The clip used to be available on YouTube, but it seems to have vanished.  Can any readers help me find a copy to post here?

Here, however, is a Gjon Mili photograph — new to me — taken from LIFE in 1945, showing Condon, Schroeder, Davison, Freeman, Bob Casey on bass, and Tough at the downtown Eddie Condon’s.

toughschroedercasey-mili-1945

An assiduous listener can find many more glowing surprises in Tough’s work with the big bands of Tommy Dorsey (as well as his sometimes hilarious work with the Clambake Seven), with Bunny Berigan, with Goodman (as well as sessions with the Trio, Quartet, and Sextet), with Artie Shaw (there is a priceless, driving airshot of “There’ll Be Some Changes Made” where Tough pushes the band and soloist Hot Lips Page as hard as a drummer could push); finally, there is Tough’s work with Woody Herman’s First Herd, where he is again well-recorded by the Columbia engineers.

He made only one four-tune session under his own name, and (perhaps typically) it doesn’t show him off all that well.  And there has never, to my knowledge, been a record or compact disc simply devoted to him.  What a shame!
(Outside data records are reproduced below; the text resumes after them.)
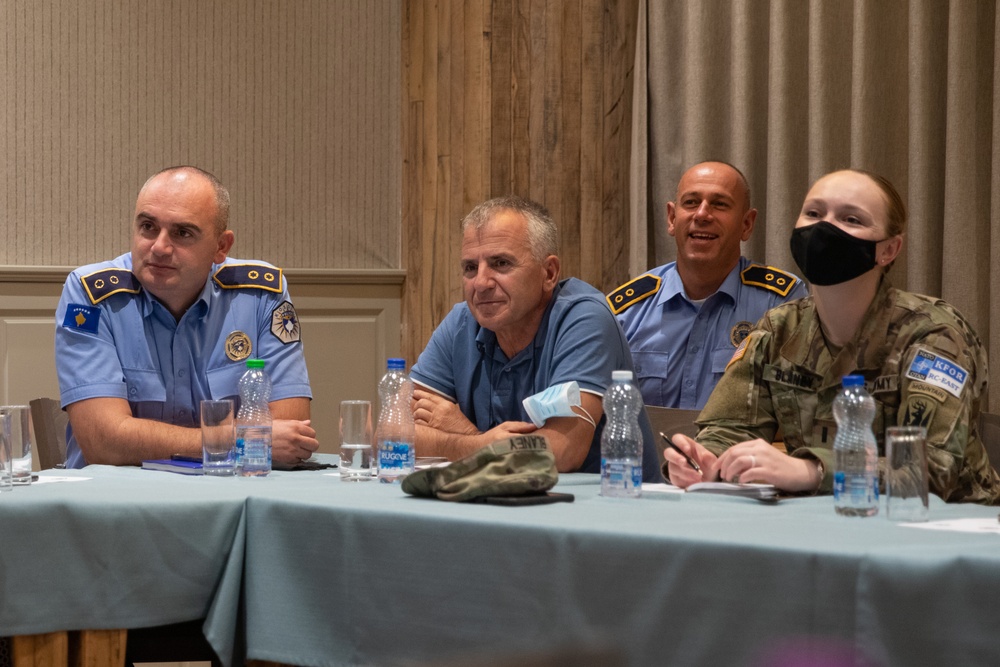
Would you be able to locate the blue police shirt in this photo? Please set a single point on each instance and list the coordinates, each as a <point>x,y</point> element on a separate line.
<point>576,340</point>
<point>115,340</point>
<point>681,349</point>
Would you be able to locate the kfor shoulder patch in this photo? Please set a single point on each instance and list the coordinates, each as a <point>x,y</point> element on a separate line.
<point>238,276</point>
<point>633,292</point>
<point>102,284</point>
<point>938,371</point>
<point>768,278</point>
<point>738,354</point>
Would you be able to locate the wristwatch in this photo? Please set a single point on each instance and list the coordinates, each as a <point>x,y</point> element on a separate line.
<point>822,472</point>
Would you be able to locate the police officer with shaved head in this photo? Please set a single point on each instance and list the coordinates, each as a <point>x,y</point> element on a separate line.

I am sure he would have splendidly fit into the “Mainstream” jazz that prevailed a decade after his death, once “Bop” and “Dixieland” had stopped baring their fangs at each other.

Was Tough someone who said all that he had to say in his brief span of time?  Can we mourn him without thinking gratefully of what he did leave for us?  But like Lips Page, Catlett, Frankie Newton, Charlie Christian, Jimmy Blanton and a dozen others, he left too soon.  I miss them all.

P.S.  In Tom Pletcher’s liner notes to an exquisite Jazz Oracle CD devoted to the music and life of his father, Stew Pletcher, he points out that his father — who knew and played alongside Tough — said that Tough hated being called “Davey.”  Even when Edythe Wright did it at the beginning of “At the Codfish Ball,” no doubt.